Sharmin Akhter

Wed May 20 2020 04:00:00 GMT+0000 (Coordinated Universal Time)

43971S A

“In the Bangladeshi community, we rarely sit with our feelings before diving into problem-solving mode. Maybe it’s due to our selfless nature or because we’re taught our actions are worth more than words and feelings. I began to wonder if this ideology was the root cause of me feeling so helpless and insecure as a Bangladeshi therapist enduring COVID-19.

The first week of shut down, clients looked to me for answers on managing their anxiety and I remember feeling numb. My mind was a whirlwind of loose thoughts with nothing to offer. I tried to snap out of it and jump into researching evidence-based practices only to be disappointed in the mediocrity of what was available. I was excited to collaborate with a few other therapists in hopes that they might have the answers I was desperately seeking. To my surprise I was met with a group of strong, intelligent therapists whose affect matched mine: flat, drained, and struggling to make sense of this global crisis. So this wasn’t just a “me” thing. We’re collectively mourning, and being in the mental health field doesn’t buy you immunity.

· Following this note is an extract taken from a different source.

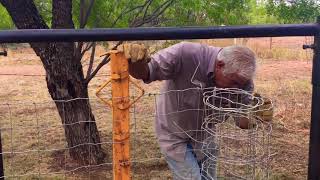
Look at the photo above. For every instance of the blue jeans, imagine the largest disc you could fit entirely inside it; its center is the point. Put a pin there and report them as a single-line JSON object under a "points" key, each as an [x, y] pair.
{"points": [[190, 169]]}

I needed to step out of my role as a clinician, stop trying to intellectualize the pandemic away, and meet with my clients human to human. Showing up with my own vulnerability, my child running wild in the background, and laughing together about Zoom freezing was a powerful opportunity to deepen my connection with my clients.

Upon reflection, I noticed I was doing what my Bangladeshi counterparts did in the face of a crisis: whenever there is sadness, love is shown through food and kind gestures, but the underlying feelings are never dealt with. I too, wanted nothing more than to “feed” my clients knowledge and wisdom to expedite their recovery. In a state of panic I forgot to help them unpack their feelings first, maybe because it meant that I had to look at my own. Since then, I found my balance as a therapist navigating COVID-19; I couldn’t do it until I gave myself permission to grieve and take care of myself first, a step that’s sadly too often missing from our culture's process of helping.”